Now is the time for healthcare organizations to assess what worked and what didn’t, says Michelle Machon of Kaiser Permamente.
With COVID-19 cases and hospitalizations down from peak levels in January, Michelle Machon said healthcare organizations have a golden opportunity they cannot miss.
Hospitals and healthcare organizations should be taking a close look at their response to the pandemic, said Machon, the director of clinical education, practice, and informatics at Kaiser Permanente.
She talked about the importance of the debriefing, and the way the pandemic has changed communications, at the HIMSS 2022 Global Health Conference & Exhibition. (The story continues after the video.)
During her session, a quick, informal survey indicated few in the audience had been part of a pandemic de-briefing.
“In healthcare we get on a treadmill, of one crisis finishes, and then we move on and we don’t spend as much time debriefing, even though the research tells us that we should,” Machon said at the HIMSS conference.
“My encouragement for everybody in the room today was really think about, now that the pandemic has reduced, and the numbers are down, to take that time and debrief what worked well during the pandemic and what we need to fix for the next time,” she said.
Machon referenced a HIMSS speech from James Murphy, a former Air Force pilot and founder of Afterburner, a consulting firm. Murphy discussed the debriefing after each mission to evaluate strengths and weaknesses.
With cases far below the peak and healthcare organizations starting to get a chance to catch their breath, now is the time to take a look at technology needs to determine what worked well or what needs an upgrade, Machon said. With the likelihood of future COVID-19 variants and other pandemics, health systems should examine their technology needs now.
Healthcare leaders should look at their technology in hand and score its performance, and also look at how long it will take to implement new technology. The middle of the pandemic is not the best time to go to market to try and find new technology upgrades, Machon said.
Machon also talked about how the pandemic changed the way health professionals communicate with each other, along with some lessons learned.
In the midst of a crisis, it’s important to realize that doctors or nurses or others may not see, or remember, every email or message they get. It’s critical to follow up.

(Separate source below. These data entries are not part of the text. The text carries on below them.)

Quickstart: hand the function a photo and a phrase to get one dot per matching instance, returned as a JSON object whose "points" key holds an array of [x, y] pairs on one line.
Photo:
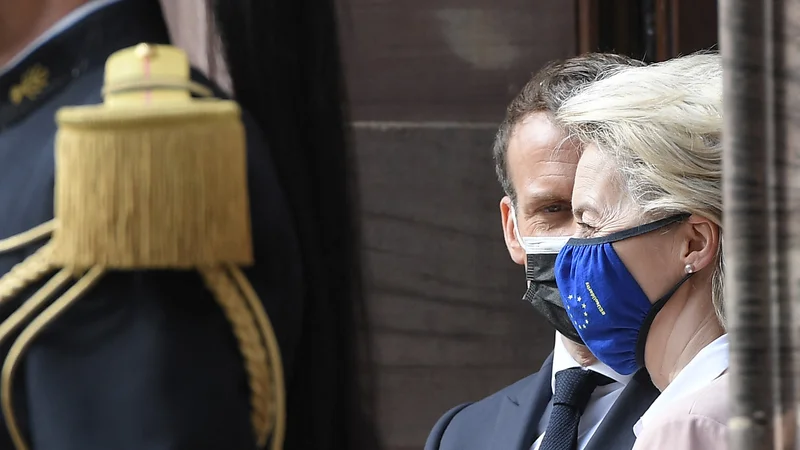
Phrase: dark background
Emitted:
{"points": [[429, 81]]}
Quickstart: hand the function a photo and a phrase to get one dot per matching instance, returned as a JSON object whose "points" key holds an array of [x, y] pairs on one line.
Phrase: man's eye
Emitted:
{"points": [[556, 208]]}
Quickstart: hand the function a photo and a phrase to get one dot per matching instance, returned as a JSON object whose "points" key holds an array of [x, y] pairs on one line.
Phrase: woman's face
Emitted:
{"points": [[656, 260], [602, 206]]}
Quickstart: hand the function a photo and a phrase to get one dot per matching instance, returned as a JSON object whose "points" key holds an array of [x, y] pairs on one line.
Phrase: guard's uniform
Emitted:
{"points": [[147, 360]]}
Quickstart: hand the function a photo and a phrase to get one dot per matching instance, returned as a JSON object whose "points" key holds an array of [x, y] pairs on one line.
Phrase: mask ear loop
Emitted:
{"points": [[641, 340]]}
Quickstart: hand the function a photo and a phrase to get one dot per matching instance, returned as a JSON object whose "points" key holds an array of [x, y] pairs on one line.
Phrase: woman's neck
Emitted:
{"points": [[695, 327]]}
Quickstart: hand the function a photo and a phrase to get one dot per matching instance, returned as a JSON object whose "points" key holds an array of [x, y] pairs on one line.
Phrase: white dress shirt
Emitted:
{"points": [[599, 403], [705, 367], [63, 24]]}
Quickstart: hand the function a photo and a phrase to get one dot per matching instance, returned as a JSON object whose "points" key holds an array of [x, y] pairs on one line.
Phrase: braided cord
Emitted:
{"points": [[26, 338], [273, 355], [255, 357], [29, 271]]}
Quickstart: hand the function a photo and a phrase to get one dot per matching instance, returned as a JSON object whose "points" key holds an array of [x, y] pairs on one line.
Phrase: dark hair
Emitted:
{"points": [[545, 92], [285, 68]]}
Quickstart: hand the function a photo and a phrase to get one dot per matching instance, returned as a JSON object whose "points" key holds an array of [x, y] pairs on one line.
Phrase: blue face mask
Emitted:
{"points": [[607, 306]]}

“I cannot tell you how many people said, ‘I never got that message,’” Machon said.
She recalled having a meeting on personal protective equipment with staff, and following up with some people who said they missed the message, even though they had attended the session in person. During a crisis, people are juggling and can only retain so much.
“Never assume, even when someone is sitting right in front of you, never assume the emergency message was received,” she said.

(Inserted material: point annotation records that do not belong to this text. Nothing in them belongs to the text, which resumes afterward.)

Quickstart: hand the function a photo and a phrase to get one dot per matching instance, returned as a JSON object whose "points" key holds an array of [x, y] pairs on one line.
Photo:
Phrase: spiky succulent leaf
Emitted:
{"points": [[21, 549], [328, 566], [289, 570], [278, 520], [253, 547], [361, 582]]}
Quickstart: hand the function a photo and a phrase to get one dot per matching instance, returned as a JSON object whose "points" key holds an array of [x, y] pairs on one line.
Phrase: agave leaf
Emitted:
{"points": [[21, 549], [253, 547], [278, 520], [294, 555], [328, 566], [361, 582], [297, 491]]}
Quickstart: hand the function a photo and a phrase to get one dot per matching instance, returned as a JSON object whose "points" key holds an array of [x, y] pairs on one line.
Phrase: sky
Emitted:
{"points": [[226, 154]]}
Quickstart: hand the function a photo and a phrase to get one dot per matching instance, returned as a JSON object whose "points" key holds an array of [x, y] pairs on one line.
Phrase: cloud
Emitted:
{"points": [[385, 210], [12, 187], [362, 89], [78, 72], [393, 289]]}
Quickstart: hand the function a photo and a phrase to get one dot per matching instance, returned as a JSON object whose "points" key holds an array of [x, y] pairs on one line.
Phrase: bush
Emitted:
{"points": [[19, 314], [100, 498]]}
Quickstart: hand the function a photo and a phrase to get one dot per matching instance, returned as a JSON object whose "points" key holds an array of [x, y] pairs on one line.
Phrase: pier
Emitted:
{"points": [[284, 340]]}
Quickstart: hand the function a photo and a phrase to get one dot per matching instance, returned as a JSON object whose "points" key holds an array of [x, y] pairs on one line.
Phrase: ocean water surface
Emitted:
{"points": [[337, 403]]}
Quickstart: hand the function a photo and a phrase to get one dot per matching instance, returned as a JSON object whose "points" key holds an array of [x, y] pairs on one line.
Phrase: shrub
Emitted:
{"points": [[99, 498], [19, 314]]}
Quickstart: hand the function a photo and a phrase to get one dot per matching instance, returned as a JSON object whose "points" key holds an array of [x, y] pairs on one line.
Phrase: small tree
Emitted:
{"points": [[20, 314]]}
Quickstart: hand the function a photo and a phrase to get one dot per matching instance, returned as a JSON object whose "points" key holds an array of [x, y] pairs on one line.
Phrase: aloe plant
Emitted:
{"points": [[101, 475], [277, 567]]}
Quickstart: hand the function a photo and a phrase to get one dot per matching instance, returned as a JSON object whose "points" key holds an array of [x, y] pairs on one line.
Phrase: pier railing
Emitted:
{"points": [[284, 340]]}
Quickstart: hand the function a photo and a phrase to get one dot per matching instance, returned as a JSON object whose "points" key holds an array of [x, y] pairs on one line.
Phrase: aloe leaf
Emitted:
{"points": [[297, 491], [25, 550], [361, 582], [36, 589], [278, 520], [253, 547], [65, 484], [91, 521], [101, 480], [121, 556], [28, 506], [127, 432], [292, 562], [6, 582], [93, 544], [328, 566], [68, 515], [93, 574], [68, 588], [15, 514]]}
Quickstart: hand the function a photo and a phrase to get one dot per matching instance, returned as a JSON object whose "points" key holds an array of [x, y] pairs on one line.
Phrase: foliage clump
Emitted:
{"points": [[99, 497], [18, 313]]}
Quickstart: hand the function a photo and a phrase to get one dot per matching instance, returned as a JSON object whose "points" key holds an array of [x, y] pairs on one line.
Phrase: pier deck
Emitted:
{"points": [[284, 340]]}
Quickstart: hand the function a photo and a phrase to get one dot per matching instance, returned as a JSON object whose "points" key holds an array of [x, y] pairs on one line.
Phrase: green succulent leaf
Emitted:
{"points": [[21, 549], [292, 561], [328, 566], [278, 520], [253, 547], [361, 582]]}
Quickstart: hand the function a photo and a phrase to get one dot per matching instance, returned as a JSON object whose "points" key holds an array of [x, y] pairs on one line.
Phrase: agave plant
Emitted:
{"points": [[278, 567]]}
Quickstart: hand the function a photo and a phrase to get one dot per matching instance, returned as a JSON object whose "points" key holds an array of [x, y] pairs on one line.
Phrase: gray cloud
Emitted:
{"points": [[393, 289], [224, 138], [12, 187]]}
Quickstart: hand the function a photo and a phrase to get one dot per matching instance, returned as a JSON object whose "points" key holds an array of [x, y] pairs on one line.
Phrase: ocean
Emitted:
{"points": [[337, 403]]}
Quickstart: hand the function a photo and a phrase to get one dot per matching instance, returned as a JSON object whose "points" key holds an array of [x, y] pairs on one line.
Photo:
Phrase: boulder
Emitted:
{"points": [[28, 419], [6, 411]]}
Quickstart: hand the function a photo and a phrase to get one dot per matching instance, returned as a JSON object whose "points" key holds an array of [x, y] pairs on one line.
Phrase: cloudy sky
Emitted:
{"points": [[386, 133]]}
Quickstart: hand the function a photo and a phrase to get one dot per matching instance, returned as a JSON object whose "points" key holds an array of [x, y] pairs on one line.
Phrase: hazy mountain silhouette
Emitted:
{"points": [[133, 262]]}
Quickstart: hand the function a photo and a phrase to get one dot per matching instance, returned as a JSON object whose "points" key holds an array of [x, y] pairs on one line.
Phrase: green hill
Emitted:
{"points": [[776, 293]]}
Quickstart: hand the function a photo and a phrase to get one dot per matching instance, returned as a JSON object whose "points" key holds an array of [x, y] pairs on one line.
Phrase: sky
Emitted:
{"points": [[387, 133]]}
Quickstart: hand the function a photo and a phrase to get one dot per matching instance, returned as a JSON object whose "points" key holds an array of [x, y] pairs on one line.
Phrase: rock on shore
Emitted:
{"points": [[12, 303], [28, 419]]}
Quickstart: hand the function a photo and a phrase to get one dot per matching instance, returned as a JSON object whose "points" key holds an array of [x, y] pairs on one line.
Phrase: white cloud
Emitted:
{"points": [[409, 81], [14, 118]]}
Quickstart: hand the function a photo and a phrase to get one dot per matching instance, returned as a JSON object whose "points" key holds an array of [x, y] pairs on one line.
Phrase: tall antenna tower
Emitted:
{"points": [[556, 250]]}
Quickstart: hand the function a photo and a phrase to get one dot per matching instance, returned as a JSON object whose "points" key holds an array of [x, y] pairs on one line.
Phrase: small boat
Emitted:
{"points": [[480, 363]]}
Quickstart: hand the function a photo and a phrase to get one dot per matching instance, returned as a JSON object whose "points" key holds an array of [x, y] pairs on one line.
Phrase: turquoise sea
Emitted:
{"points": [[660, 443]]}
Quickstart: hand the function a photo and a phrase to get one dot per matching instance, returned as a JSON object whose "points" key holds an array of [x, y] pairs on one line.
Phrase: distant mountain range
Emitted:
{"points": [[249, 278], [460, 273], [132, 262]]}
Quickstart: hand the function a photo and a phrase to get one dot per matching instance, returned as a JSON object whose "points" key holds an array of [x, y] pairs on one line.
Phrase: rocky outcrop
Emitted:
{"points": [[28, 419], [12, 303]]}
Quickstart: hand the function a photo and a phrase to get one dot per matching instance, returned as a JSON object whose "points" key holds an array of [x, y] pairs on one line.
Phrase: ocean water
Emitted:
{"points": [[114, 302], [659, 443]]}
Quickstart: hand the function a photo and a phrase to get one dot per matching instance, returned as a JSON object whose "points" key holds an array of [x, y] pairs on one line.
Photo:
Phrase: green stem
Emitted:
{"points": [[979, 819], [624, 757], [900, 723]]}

Out of necessity, healthcare organizations had to pivot and implement new programs, including telehealth services, almost overnight. Healthcare leaders need to retain that spirit of innovation and openness to new possibilities. She urged the healthcare pros in the audience to think like McGyver, the popular TV action hero, and innovate.
In an emergency, “You’re either going to drown or you’re going to innovate.”

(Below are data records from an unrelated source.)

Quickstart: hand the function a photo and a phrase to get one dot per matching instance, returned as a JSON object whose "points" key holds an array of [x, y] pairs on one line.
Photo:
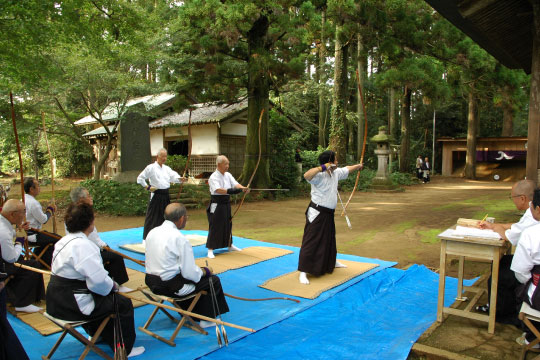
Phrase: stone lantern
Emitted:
{"points": [[382, 182]]}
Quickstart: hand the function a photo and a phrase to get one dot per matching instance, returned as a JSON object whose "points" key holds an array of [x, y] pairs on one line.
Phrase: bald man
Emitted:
{"points": [[171, 269], [222, 185], [160, 177], [507, 302], [26, 287]]}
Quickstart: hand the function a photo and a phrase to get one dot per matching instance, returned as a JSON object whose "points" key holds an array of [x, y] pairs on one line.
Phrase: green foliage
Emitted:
{"points": [[283, 170], [114, 198]]}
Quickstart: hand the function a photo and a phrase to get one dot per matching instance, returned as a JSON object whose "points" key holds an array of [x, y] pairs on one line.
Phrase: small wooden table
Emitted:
{"points": [[472, 247]]}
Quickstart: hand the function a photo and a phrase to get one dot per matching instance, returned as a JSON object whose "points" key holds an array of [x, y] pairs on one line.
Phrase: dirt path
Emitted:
{"points": [[399, 227]]}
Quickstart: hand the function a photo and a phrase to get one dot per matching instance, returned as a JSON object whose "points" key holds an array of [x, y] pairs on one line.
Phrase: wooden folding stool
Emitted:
{"points": [[526, 314], [69, 327], [185, 320], [31, 254]]}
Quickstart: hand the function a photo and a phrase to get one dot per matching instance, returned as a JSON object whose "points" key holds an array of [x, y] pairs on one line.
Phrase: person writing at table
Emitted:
{"points": [[507, 304]]}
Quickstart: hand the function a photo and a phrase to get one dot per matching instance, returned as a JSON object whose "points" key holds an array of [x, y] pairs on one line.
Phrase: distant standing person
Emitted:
{"points": [[419, 164], [298, 160], [426, 170], [160, 177], [36, 217], [318, 252], [222, 185]]}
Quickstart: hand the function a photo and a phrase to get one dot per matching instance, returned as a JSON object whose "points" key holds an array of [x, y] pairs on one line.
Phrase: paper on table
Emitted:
{"points": [[473, 232]]}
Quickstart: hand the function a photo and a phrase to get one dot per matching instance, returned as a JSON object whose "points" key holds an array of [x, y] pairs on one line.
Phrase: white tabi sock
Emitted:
{"points": [[135, 351], [30, 308], [234, 248], [205, 324], [303, 278], [123, 288]]}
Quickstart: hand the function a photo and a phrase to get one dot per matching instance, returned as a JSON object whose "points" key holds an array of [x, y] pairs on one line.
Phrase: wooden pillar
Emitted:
{"points": [[533, 158]]}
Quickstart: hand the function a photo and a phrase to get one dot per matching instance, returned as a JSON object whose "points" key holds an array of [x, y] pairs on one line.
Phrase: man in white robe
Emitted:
{"points": [[222, 185], [171, 269], [80, 287], [159, 177]]}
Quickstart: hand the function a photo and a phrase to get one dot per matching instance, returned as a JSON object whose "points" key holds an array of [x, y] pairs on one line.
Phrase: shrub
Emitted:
{"points": [[401, 178], [114, 198], [177, 163]]}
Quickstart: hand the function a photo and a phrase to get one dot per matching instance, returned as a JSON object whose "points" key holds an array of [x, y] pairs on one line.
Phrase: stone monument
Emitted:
{"points": [[133, 146]]}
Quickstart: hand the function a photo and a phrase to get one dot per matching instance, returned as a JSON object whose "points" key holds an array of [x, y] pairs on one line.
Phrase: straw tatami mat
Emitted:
{"points": [[46, 327], [290, 285], [194, 240], [237, 259]]}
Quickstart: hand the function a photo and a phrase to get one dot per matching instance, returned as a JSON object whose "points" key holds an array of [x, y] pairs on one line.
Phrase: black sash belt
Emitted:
{"points": [[220, 199], [322, 208]]}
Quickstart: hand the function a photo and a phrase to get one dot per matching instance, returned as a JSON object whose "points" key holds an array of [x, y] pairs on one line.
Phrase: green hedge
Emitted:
{"points": [[114, 198]]}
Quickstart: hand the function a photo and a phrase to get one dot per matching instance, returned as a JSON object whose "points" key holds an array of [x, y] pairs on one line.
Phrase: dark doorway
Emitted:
{"points": [[179, 147]]}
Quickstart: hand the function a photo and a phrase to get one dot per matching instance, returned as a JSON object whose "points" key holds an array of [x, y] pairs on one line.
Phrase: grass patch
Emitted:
{"points": [[367, 235], [497, 207], [406, 225], [272, 234], [429, 236]]}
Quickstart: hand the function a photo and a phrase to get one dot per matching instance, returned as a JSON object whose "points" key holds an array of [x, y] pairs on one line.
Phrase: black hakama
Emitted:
{"points": [[43, 238], [203, 306], [318, 252], [155, 210], [61, 304], [219, 223], [115, 266], [26, 287], [508, 304], [10, 346]]}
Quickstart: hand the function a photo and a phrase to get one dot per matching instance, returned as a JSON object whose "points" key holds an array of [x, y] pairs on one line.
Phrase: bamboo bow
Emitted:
{"points": [[52, 168], [27, 256], [189, 157], [363, 145], [254, 171]]}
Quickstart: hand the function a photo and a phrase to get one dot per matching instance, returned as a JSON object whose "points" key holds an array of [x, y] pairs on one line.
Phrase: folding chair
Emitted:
{"points": [[31, 254], [185, 320], [526, 314], [69, 327]]}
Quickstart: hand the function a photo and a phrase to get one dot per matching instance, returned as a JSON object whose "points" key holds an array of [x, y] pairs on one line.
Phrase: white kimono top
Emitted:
{"points": [[10, 251], [169, 253], [76, 257]]}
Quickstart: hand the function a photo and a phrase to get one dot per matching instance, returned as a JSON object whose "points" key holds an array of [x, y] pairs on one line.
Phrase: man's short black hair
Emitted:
{"points": [[536, 197], [28, 184], [327, 156], [78, 217]]}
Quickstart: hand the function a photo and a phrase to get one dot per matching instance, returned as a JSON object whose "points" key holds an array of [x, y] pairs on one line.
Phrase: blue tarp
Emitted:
{"points": [[379, 314]]}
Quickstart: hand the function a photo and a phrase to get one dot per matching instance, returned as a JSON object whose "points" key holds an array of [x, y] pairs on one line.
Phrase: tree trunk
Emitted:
{"points": [[321, 79], [361, 65], [258, 99], [405, 134], [392, 120], [533, 157], [472, 131], [338, 133], [508, 120]]}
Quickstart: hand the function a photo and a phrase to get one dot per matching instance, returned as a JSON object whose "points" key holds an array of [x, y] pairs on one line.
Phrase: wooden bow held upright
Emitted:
{"points": [[52, 168], [256, 167], [363, 145], [189, 156]]}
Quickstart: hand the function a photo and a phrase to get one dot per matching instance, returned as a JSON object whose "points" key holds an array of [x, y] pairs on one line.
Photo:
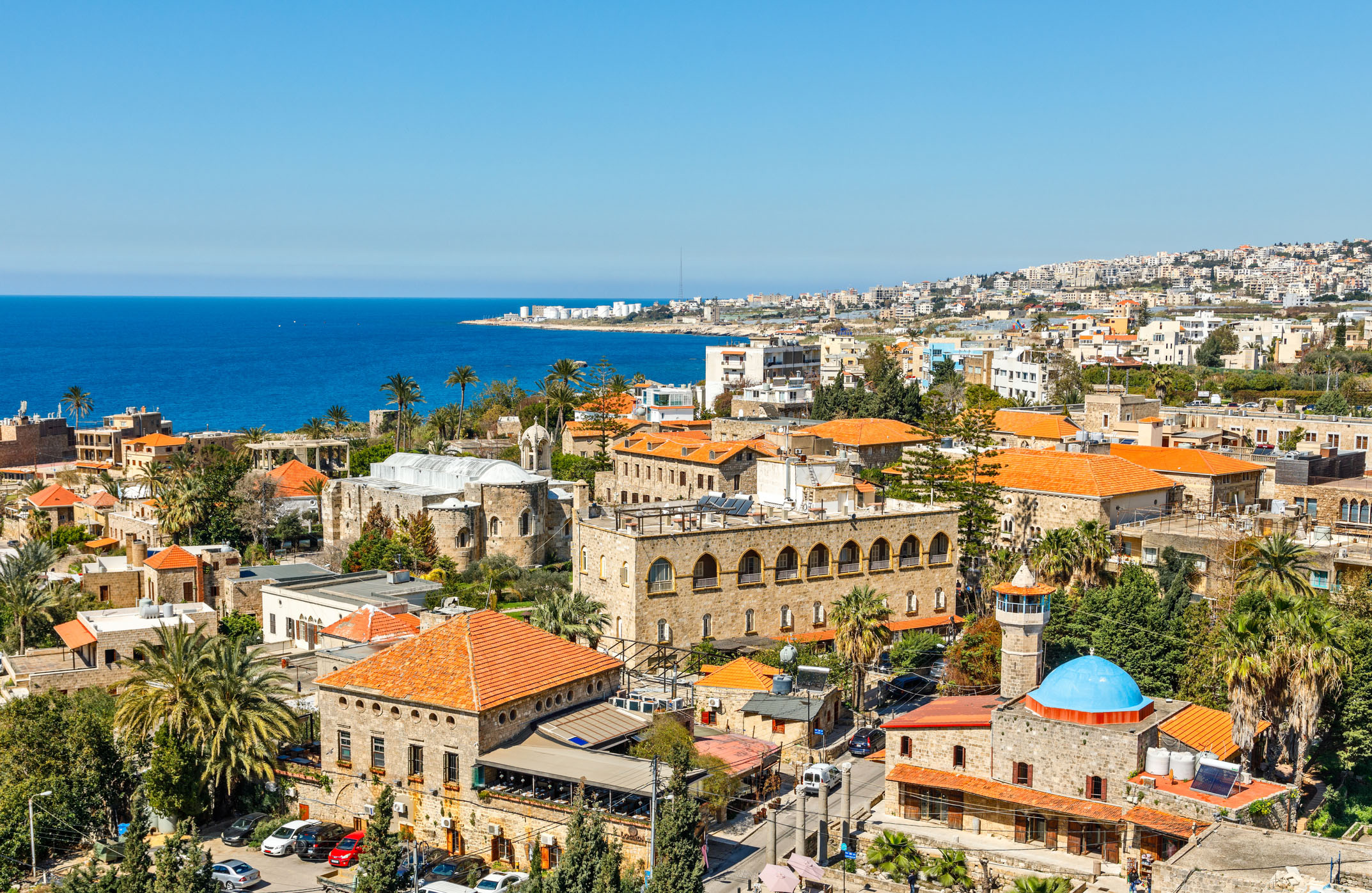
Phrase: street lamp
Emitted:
{"points": [[33, 847]]}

Helathcare organizations must foster open dialogues with their staff members, so they aren’t afraid to explore new options, suggest new ideas and ask about trying new approaches.
“Advocate for the impossible,” Machon said.
Hospitals can take lessons from the pandemic, including how they responded to help workers. Healthcare organizations need to consider the needs of the support staff. She said it made a difference when staff from other departments went on the floor to help deliver meals to patients, and said that resonated with staff, who felt like leaders understand the scope of the crisis.
Hospitals have shown they can overcome tremendous hurdles in the pandemic. Healthcare organizations need to retain that spirit of innovation, creativity, and ability to adapt.
“Our own inertia stopped when the pandemic hit, when we stopped talking and started doing,” she said.
Citing the lessons from Murphy, the entrepreneur and pilot, Machon said, “Now we know that we can turn and burn and execute.”